Oh dear.  What does this all mean?  You pays your money and takes your chances? You bribes your judge and you gets the judgment you paid for?  Let us do away with legal precedent and deal with each case on an ad hoc basis?  I hardly think Lord Justice Moses is going to bring the law or the legal profession into repute with this bright idea.

As for human rights, is this not in some way tautological or nonsensical, rather like the people who call themselves animal rightists?  Animals cannot claim their animals rights except through a human, and they cannot actually speak, can they?

As for human rights, well, aren't all rights human?  Humans conceived of having laws.  Laws are conceived of by humans, passed by humans, broken by humans, enforced by humans, litigated by humans and interpreted and applied by humans.

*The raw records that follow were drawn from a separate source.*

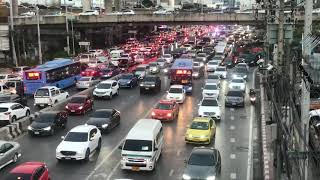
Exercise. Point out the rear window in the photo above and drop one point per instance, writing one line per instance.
(42, 92)
(3, 110)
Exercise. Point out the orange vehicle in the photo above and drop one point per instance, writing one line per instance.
(166, 110)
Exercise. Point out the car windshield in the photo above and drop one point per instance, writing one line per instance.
(241, 70)
(220, 69)
(201, 159)
(18, 176)
(164, 106)
(209, 102)
(213, 77)
(85, 79)
(126, 76)
(235, 93)
(3, 110)
(76, 137)
(237, 81)
(213, 63)
(175, 90)
(137, 145)
(104, 86)
(42, 92)
(211, 87)
(45, 117)
(77, 100)
(101, 114)
(199, 125)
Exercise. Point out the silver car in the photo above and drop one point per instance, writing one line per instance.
(9, 152)
(86, 82)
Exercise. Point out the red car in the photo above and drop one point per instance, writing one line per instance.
(91, 71)
(166, 110)
(79, 104)
(29, 171)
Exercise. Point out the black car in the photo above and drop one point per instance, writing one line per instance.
(150, 83)
(13, 98)
(109, 72)
(47, 122)
(105, 119)
(203, 163)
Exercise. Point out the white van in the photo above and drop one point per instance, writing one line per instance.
(115, 56)
(142, 146)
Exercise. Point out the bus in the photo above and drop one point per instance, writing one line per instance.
(181, 73)
(61, 73)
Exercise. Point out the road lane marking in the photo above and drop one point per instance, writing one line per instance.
(232, 140)
(233, 176)
(171, 172)
(249, 169)
(113, 170)
(232, 156)
(116, 148)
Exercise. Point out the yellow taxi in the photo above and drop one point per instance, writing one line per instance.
(201, 130)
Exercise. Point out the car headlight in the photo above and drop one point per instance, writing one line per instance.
(186, 177)
(47, 128)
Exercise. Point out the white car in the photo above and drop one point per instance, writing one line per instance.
(89, 13)
(210, 107)
(176, 92)
(212, 65)
(10, 112)
(128, 12)
(213, 78)
(168, 58)
(221, 71)
(162, 12)
(106, 88)
(210, 90)
(237, 84)
(49, 95)
(79, 143)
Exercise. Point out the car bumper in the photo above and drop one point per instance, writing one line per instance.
(197, 140)
(136, 166)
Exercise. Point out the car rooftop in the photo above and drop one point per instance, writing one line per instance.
(27, 167)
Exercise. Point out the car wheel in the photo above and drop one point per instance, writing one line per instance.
(15, 158)
(13, 119)
(99, 145)
(27, 113)
(86, 158)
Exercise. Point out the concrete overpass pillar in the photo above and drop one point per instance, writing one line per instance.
(14, 7)
(108, 6)
(86, 5)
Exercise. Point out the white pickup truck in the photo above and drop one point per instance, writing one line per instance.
(49, 95)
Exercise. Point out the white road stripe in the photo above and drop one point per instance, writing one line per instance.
(249, 167)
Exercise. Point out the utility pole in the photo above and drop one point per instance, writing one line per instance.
(13, 50)
(305, 104)
(39, 39)
(67, 27)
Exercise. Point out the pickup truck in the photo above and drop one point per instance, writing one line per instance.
(48, 96)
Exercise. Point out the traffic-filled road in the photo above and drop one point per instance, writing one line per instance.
(232, 139)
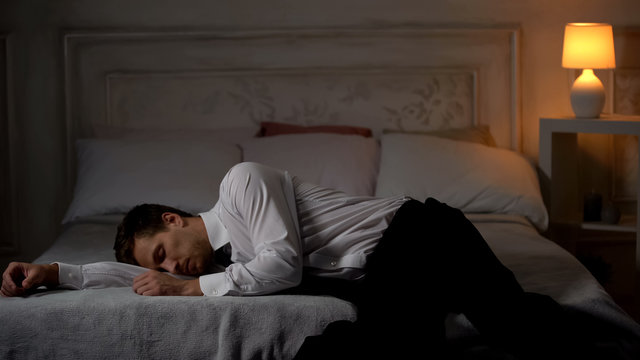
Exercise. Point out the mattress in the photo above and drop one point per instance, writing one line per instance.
(117, 323)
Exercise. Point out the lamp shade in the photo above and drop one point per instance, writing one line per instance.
(588, 46)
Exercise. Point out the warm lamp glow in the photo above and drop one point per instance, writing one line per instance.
(588, 46)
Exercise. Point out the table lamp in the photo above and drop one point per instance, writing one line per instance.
(588, 46)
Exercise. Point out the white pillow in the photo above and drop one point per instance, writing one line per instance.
(471, 177)
(116, 174)
(348, 163)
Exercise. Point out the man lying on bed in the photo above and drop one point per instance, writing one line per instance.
(386, 250)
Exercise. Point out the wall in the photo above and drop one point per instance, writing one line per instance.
(32, 108)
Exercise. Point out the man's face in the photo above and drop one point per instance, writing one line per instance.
(176, 250)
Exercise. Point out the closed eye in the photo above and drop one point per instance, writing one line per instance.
(158, 257)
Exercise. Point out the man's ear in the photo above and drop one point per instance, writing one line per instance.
(170, 218)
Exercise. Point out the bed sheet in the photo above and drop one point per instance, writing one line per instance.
(116, 322)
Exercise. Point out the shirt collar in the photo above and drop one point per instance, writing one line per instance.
(216, 231)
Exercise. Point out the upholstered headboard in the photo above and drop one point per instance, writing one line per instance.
(400, 78)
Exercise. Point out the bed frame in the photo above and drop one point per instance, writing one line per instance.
(397, 78)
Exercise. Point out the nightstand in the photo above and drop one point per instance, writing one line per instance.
(609, 250)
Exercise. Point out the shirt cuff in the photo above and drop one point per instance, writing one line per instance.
(69, 276)
(214, 284)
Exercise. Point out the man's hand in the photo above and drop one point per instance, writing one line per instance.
(157, 283)
(19, 278)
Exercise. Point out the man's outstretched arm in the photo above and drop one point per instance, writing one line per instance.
(20, 277)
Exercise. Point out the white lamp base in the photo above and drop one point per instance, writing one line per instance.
(587, 95)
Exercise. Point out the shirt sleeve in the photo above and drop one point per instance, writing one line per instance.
(257, 202)
(97, 275)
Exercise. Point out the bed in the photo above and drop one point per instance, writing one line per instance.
(160, 116)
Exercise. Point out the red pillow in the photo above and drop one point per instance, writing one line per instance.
(275, 128)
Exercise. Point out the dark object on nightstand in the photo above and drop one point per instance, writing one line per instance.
(610, 213)
(592, 207)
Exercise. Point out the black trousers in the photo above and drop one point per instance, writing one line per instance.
(432, 261)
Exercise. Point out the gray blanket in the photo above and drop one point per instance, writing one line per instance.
(117, 323)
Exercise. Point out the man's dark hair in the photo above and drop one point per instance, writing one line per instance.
(141, 221)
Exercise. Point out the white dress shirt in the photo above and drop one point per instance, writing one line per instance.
(276, 225)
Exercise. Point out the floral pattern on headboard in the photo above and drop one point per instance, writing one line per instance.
(406, 100)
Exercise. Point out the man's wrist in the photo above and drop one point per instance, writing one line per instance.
(52, 275)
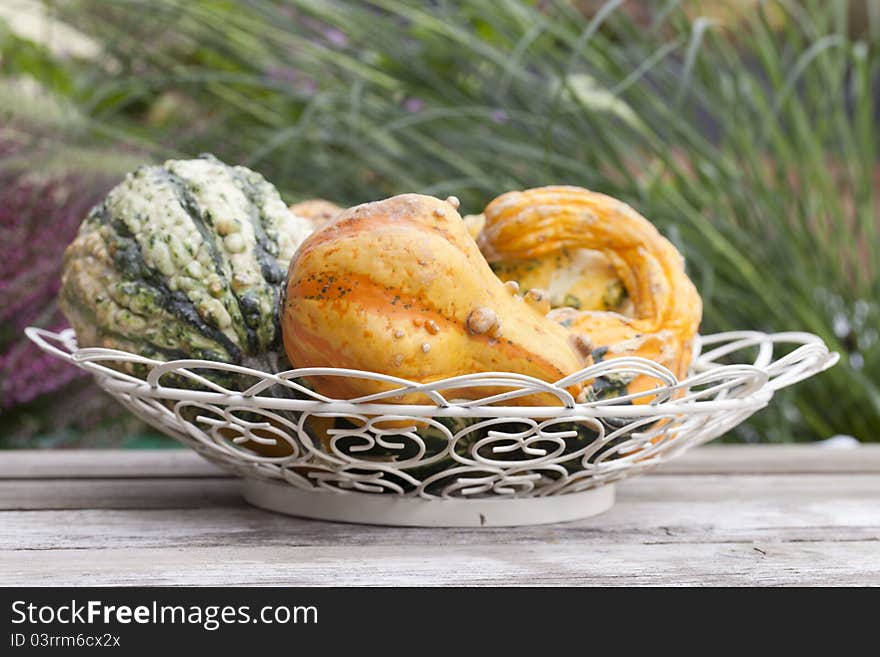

The only thing we need to worry about, logically, is what should be made illegal, and this is a matter of politics.

Politics is of course the art of imposing on others your ideas of right and wrong, and this must always be changing, because people and societies do change their minds about things and are often made to change their minds either by others, or force of circumstance.

What is right and what is wrong, what is good and what is bad?  What is moral and what immoral? Have we quite worked that out yet?  Is our liberal political establishment well on top of this and the running of the government?  Judging by the hatred, ridicule and contempt the politicians are held in by the average voter, I would suggest not.

Soon, same-sex couples will soon have a right to call their relationships "marriage".  Indeed, they already have a right to acquire rights that are in every way identical to that between husband and wife with the same package of tax breaks if they enter into a civil partnership with each other. They also already have the right to adopt children and compel people who do not want to do business with them to do business with them.

Perhaps it is now time to revisit the age old debate between Natural Law and Legal Positivism.

I could never get the point of this debate.  I held this rather simplistic view that comes from an ancient Chinese saying:

"The people are the grass and the law the wind.  When the wind blows, the grass will bend."

As far as I was concerned, those who said the law ought to be moral and enforce morality had a point. Even if what it enforced was in fact immoral, the government would want us to think that the law was right and good to make us more likely to obey it.

Then there were the Legal Positivists, who said that the law did not have to moral to be "legitimate". What did this mean?  As long as we knew unpleasant consequences would be visited on us if we were caught doing what we wanted to do, thought we had a right to do and should in fact do for the greater good, eg hang corrupt and immoral politicians by his or her neck until dead in the gallows to be erected  on Parliament Square, we would refrain from doing such a thing.

The average citizen would have no time for such nuanced discussions about what constitutes "legitimacy" or "morality", and would focus mainly on the likelihood of getting caught and being punished.

Of course, this does not mean to say PC Liberals think they are evil people bent on doing evil, since they are the most self-righteous and sanctimonious people around.  I am sure they are hell-bent on building their idea of a Liberal Paradise on Earth and paving the road to hell with their good intentions.

The ones who oppose them are social conservatives, and social conservatives tend to be adherents of the Abrahamic faiths who respect marriage and are diametrically opposed to the proponents of Free Love that are Liberals.

So there we have it: the debate is really between those who on one extreme believe that sex between consenting adults (even if it involves incest, bestiality, necrophilia and those who are under-aged but who also consent eg the Labour PaedoThree known as the MPs Dromey, Hewitt and Harman) is OK and those who say all forms of extramarital sex must be forbidden and who say that marriage can only mean the union of a man and a woman.  These would be social conservatives who tend to be the adherents of the Abrahamic faiths and take their moral precepts of their religion seriously enough to know what they are, unlike Anglican clergy.

Who is right?

There must be a reason that all advanced civilisations who practise marriage are patriarchal.

Primitive societies and animals do not practise marriage and indulge in Free Love any time any place, anywhere.

It is just a question of our wanting to affirm our identity as the species that created God Himself, or preferring to be the species that lacks the intellectual sophistication to conceive of a unique, omnipotent and perfectly moral supreme being.  I know which I would rather choose, preferring to live in an advanced and necessarily patriarchal civilisation than a declining, demented and matriarchal one.